Written evaluation: Objective tests (40%) Final exam which will include all the content that has been worked in the course. The exam date will be determined by the UAB exam calendar for the current year.

Delivery of reports (10%) It has a value of 10% in the final mark. Students will submit a reflection of an audio-visual material related to the content of the subject via Moddle. The report will be reviewed by the tutor responsible for each seminar group. No submissions will be accepted after the established period. The fact of confirming plagiarism in any of the exercises will entail the immediate fail of the course with no option to pass.

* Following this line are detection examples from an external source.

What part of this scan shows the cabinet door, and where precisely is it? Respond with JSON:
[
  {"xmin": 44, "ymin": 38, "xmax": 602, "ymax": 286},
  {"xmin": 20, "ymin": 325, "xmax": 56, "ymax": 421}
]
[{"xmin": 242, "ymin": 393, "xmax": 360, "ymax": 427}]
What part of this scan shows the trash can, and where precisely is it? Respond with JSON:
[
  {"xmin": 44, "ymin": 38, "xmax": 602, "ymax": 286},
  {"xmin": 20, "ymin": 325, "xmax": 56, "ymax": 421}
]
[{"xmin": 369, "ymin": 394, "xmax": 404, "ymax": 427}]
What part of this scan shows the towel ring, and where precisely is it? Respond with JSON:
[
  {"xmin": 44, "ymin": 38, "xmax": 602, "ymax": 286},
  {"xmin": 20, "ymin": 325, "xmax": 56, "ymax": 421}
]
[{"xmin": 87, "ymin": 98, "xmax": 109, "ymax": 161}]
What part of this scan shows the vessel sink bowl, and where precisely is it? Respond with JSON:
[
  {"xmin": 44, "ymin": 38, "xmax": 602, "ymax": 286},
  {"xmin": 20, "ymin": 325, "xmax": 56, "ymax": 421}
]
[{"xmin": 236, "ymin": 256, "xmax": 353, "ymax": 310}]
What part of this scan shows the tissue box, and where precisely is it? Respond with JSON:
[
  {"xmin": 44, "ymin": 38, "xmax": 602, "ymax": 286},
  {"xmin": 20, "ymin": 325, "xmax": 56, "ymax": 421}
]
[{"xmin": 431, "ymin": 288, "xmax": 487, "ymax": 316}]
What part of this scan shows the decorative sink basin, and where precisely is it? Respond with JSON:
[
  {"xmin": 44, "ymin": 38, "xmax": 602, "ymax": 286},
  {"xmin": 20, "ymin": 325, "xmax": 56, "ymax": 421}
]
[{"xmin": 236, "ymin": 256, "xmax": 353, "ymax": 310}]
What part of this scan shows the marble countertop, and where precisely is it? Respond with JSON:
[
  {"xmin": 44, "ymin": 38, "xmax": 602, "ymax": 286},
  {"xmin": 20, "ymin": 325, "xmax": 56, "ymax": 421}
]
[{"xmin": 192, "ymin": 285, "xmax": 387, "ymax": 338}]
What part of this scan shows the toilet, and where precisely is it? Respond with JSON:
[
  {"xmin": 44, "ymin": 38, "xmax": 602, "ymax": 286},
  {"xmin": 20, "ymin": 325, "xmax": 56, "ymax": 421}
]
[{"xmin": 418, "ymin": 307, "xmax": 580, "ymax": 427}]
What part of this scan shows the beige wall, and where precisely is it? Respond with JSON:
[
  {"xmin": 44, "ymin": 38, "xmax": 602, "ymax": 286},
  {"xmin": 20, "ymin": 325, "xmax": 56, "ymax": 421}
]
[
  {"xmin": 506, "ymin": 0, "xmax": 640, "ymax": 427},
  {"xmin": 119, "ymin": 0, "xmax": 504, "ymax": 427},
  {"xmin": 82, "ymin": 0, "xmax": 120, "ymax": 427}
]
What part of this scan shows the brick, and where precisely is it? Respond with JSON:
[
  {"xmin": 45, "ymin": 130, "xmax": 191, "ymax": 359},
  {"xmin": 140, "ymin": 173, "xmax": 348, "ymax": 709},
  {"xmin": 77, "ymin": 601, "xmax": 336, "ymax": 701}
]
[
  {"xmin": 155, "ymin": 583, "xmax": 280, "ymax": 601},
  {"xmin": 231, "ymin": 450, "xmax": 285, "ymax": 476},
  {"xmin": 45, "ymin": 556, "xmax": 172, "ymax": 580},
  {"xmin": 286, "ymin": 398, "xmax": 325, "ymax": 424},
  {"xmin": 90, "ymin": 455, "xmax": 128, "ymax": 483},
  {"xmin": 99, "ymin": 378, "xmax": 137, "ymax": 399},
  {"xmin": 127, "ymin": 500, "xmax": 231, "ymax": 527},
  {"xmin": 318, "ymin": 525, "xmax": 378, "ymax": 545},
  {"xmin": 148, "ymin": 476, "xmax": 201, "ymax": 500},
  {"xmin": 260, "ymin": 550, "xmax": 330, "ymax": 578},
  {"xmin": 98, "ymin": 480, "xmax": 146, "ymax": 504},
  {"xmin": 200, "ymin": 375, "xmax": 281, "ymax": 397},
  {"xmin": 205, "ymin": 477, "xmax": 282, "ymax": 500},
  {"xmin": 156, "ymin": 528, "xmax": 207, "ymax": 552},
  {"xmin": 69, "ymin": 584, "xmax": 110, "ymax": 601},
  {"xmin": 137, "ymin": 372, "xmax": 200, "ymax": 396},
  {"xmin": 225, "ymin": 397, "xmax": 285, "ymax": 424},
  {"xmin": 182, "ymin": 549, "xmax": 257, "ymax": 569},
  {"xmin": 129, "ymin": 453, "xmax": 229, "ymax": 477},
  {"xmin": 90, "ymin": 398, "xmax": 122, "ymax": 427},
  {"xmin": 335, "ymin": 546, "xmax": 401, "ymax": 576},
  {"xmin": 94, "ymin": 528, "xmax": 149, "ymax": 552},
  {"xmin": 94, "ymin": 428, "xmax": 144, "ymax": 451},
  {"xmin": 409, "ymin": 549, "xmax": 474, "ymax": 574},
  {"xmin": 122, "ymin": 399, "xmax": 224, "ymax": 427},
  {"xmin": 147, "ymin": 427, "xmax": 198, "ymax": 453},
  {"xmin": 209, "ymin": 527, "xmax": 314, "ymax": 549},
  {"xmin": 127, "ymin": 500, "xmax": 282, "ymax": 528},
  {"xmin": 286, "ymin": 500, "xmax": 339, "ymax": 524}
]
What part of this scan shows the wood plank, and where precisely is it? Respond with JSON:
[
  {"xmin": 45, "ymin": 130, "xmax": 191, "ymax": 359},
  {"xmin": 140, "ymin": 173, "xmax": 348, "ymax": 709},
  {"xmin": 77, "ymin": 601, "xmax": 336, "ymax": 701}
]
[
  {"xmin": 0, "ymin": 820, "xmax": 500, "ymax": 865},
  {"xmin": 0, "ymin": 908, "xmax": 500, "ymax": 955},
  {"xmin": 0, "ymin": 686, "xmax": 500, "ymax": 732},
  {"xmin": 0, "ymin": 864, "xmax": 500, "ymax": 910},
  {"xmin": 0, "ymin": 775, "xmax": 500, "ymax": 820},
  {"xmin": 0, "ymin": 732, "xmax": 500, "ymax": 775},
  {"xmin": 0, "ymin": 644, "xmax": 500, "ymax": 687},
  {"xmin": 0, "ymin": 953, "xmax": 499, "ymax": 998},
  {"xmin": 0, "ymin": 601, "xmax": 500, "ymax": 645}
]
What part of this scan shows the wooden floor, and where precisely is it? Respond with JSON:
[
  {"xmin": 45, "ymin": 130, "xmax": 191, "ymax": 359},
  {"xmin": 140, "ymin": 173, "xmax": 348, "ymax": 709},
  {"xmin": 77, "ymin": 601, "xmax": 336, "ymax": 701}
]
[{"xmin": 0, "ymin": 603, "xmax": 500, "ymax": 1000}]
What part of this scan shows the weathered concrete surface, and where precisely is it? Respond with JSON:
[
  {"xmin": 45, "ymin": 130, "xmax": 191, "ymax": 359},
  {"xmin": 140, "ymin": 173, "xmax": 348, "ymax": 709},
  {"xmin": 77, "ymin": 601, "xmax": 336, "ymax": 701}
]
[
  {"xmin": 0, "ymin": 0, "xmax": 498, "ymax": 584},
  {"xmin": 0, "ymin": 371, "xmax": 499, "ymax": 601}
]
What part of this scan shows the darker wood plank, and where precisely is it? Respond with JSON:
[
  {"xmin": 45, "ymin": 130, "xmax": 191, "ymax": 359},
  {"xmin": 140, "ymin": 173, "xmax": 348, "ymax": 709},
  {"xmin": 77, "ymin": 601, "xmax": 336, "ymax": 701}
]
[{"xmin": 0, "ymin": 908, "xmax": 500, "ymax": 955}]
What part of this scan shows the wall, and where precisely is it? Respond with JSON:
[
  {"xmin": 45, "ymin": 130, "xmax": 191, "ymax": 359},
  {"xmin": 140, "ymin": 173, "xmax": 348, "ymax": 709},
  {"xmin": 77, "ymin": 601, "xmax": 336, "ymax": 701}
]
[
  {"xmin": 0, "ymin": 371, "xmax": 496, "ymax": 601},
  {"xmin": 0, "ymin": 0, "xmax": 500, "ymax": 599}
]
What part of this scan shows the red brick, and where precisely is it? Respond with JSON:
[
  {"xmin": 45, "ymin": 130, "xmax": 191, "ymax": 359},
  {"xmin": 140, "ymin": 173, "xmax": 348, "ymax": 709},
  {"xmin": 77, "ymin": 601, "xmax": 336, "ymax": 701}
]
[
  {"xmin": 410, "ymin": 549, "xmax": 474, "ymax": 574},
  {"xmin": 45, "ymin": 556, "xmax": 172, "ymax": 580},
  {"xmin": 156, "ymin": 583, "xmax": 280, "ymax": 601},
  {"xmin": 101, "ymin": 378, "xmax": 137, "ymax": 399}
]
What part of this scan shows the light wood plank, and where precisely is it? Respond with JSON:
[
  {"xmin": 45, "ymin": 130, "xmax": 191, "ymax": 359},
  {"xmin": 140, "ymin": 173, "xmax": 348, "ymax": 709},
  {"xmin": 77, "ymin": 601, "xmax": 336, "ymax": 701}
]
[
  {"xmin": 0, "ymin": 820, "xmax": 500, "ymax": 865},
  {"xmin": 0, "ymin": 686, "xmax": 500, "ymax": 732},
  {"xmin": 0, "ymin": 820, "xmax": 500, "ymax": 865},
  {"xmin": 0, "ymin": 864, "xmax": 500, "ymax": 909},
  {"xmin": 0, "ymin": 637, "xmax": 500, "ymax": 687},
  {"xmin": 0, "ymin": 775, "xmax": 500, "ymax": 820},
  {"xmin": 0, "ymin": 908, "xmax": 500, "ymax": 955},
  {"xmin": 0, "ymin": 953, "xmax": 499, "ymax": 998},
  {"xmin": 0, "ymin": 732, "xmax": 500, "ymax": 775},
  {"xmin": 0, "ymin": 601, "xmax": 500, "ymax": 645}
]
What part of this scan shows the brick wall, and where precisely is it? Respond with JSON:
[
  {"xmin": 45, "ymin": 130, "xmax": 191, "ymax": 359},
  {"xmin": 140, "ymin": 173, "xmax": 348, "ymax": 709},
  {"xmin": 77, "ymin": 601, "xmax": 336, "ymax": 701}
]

Evaluation criteria: In order to pass the subject by the continuous assessment: Student must take a minimum of 4.5 in the final exam, and a minim of 5 in the seminar and in the report delivered, in order to calculate the final grade. The final grade is the average of the three modules. In order to pass the subject, a minimum grade of 5 is required. Student with specific situations: in the event of any specific case, an evaluating committee will be set up for this purpose. Students who have not passed the subject through continuous assessment will take a second-chance exam.

Single evaluation is not allowed. When students do not  submit one or any of the planned evaluation activities, they will receive the grade of not assessable.


Bibliography

One of thegeneral competences in PBL is to develop strategies for anautonomous learning. Applying PBL, the student has to be competent in the search for information and critical reading. In the first session, the student finds out what are the resources suitable for their work plan. In the second session the student shares the information and explains the difficulties that have had in the search and confront the findings and evidences. These are the fundamental reasons for which it is not considered appropriate for the teacher to include a specific referent list.


Software

Not requiered


Language list

Information on the teaching languages can be checked on the CONTENTS section of the guide.